山頂は現在、視程1km未満の濃霧に覆われ、湿度は95%と高い。午前中は曇りだが、正午から午後にかけて弱い霧雨が予想され、夜間はさらに強い霧雨から弱いにわか雨へと移行する。日中の気温は13度から16度台で推移するが、高湿度と霧雨で体が濡れると体感は大きく低下するため、防水透湿性シェルは必須装備となる。ベースレイヤーは吸湿速乾性のものを選び、ミッドレイヤーにはフリースや薄手のダウンを携行し、こまめな着脱で体温を適切に管理してほしい。

地面は全体的にウェットな状態が続き、午後からの降水で泥濘化する箇所も増えるだろう。特にロックガーデンなどの巨岩帯では、濡れた岩が非常に滑りやすくなっているため、足元に細心の注意を払い、慎重な歩行が求められる。視界不良時の道迷いはトムラウシ山特有のリスクであり、特に北沼や南沼周辺の天空湿原ではルートを見失いやすい。GPSや地形図を頻繁に確認し、現在地を常に把握しながら行動すること。

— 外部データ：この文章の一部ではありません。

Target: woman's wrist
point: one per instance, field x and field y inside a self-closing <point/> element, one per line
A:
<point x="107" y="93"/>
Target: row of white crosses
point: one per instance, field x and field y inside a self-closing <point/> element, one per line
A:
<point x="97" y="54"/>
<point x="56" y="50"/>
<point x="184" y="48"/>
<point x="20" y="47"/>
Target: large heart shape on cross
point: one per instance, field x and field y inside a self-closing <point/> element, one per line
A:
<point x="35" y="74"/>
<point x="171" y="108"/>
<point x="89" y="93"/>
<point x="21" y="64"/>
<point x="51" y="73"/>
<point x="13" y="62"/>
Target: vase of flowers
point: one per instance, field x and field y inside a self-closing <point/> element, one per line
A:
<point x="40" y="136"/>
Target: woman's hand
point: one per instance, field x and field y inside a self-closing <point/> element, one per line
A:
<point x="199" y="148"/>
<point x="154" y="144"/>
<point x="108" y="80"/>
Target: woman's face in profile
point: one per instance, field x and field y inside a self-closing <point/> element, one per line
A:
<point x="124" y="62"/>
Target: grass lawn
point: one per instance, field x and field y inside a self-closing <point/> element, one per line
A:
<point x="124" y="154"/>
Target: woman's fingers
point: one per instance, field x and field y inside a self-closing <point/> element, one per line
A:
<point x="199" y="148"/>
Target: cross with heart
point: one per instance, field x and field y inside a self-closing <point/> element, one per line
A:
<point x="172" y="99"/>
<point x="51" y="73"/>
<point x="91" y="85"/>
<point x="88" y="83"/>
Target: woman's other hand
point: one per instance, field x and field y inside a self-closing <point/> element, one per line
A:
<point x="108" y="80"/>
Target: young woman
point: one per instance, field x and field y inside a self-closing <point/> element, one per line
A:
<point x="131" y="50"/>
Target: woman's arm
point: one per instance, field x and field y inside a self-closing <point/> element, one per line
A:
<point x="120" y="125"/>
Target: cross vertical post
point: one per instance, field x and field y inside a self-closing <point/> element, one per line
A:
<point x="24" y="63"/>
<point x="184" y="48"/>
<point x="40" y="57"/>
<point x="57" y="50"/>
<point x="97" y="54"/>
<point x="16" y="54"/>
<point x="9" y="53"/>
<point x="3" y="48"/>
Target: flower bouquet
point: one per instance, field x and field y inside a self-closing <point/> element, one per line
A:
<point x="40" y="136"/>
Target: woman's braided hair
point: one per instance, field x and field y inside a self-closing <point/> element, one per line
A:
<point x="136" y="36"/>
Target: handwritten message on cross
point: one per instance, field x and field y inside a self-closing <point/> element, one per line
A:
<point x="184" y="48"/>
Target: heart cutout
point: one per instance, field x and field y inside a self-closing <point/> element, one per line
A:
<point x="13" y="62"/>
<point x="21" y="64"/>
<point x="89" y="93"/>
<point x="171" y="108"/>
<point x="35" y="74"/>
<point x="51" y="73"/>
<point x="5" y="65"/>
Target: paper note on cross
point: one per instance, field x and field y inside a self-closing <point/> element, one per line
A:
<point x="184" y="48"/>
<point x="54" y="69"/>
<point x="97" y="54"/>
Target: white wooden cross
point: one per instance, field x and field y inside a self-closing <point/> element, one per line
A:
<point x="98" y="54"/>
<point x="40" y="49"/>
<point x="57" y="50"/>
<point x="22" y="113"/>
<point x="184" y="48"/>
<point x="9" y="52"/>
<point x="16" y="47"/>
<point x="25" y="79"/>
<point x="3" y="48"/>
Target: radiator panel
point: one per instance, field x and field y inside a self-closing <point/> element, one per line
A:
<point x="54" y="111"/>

日中の風は比較的穏やかだが、夜間にかけて風速が増し、16日未明には突風24.2m/sが予想される。濡れた体で強風に晒されると低体温症のリスクが著しく高まる。トムラウシ山は日帰り困難なロングコースであり、行動時間が長くなることで気象急変への対応が遅れる危険性も増す。2009年遭難事故の教訓を忘れず、常に余裕を持った計画と早めの行動開始を心がけてほしい。雨具上下、防寒着、防水性の高い登山靴、手袋、GPS、地図、ヘッドランプは必ず携行すること。